IPA normalization involves several steps:

In [None]:
from distfeat.normalization import normalize_ipa, normalize_glyph
import unicodedata

# Demonstrate normalization steps
test_cases = [
    "pʰæ̃n",        # Aspirated, nasalized
    "t̪ʰin",        # Dental, aspirated
    "kʷā",         # Labialized, long
    "ʃi:",          # ASCII length mark
    "tɕʰi",        # Complex consonant + aspiration
]

print("IPA Normalization Pipeline:")
print("==========================\n")

for original in test_cases:
    print(f"Original:  '{original}'")
    print(f"  Length: {len(original)} chars")
    
    # Show Unicode decomposition
    nfd = unicodedata.normalize('NFD', original)
    print(f"  NFD:    '{nfd}' ({len(nfd)} chars)")
    
    # Full normalization
    normalized = normalize_ipa(original)
    print(f"  Final:  '{normalized}' ({len(normalized)} chars)")
    
    # Character breakdown
    chars = []
    for char in normalized:
        name = unicodedata.name(char, f'U+{ord(char):04X}')
        chars.append(f'{char}({name[:20]}...)')
    print(f"  Chars:  {' + '.join(chars)}")
    print()

print("Normalization steps:")
print("  1. NFD decomposition (separate base + diacritics)")
print("  2. Diacritic reordering (consistent order)")
print("  3. ASCII substitutions (: → ː)")
print("  4. Case normalization (optional)")
print("  5. Tone handling (preserve or remove)")

## I/O and Serialization

### Matrix Export Formats

distfeat supports multiple export formats:

In [None]:
from distfeat import save_distance_matrix, load_distance_matrix
import tempfile
import os
import json

# Create a small test matrix
test_phonemes = ['p', 'b', 't']
matrix, labels = build_distance_matrix(test_phonemes)
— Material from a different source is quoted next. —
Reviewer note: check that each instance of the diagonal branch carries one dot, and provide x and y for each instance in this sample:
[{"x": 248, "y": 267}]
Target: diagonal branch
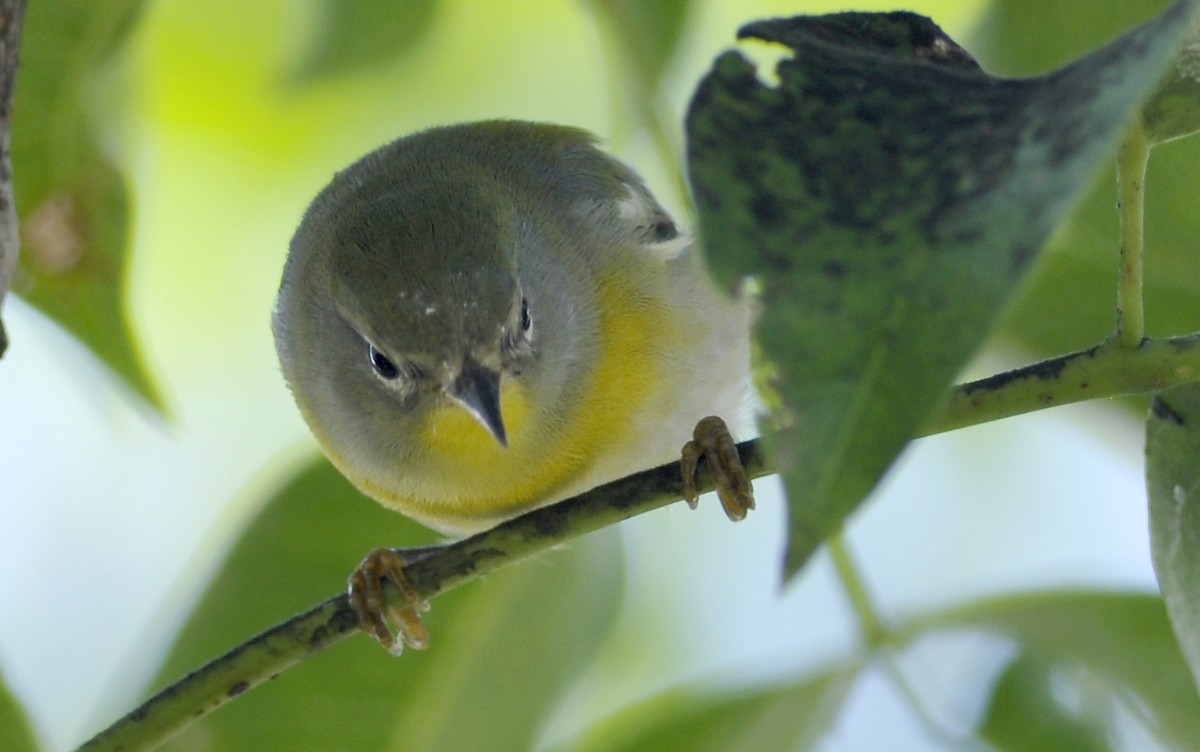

print("Export format examples:")
print("======================\n")

with tempfile.TemporaryDirectory() as tmpdir:
    # TSV format
    tsv_path = os.path.join(tmpdir, 'test.tsv')
    save_distance_matrix(matrix, labels, tsv_path, format='tsv')
    
    with open(tsv_path, 'r') as f:
        tsv_content = f.read()
    print("TSV format (UNIPA compatible):")
    print(tsv_content)
    
    # JSON format
    json_path = os.path.join(tmpdir, 'test.json')
    save_distance_matrix(matrix, labels, json_path, format='json')
    
    with open(json_path, 'r') as f:
        json_data = json.load(f)
    print("JSON format (with metadata):")
    print(f"  phonemes: {json_data['phonemes']}")
    print(f"  matrix: {len(json_data['matrix'])}x{len(json_data['matrix'][0])}")
    print(f"  metadata: {json_data['metadata']}")
    print()
    
    # Test round-trip
    loaded_matrix, loaded_labels = load_distance_matrix(tsv_path)
    
    print("Round-trip test:")
    print(f"  Original shape: {matrix.shape}")
    print(f"  Loaded shape:   {loaded_matrix.shape}")
    print(f"  Max difference: {np.max(np.abs(matrix - loaded_matrix)):.6f}")
    print(f"  Labels match:   {labels == loaded_labels}")

print("\nSupported formats:")
print("  - TSV: tab-separated, compatible with UNIPA")
print("  - CSV: comma-separated, Excel-compatible")
print("  - JSON: with metadata, web-friendly")
print("  - NumPy: binary format for Python")

## Error Handling and Robustness

### Graceful Degradation

distfeat handles various error conditions:

In [None]:
from distfeat import phoneme_to_features, calculate_distance
import logging

# Configure logging to see warnings
logging.basicConfig(level=logging.WARNING)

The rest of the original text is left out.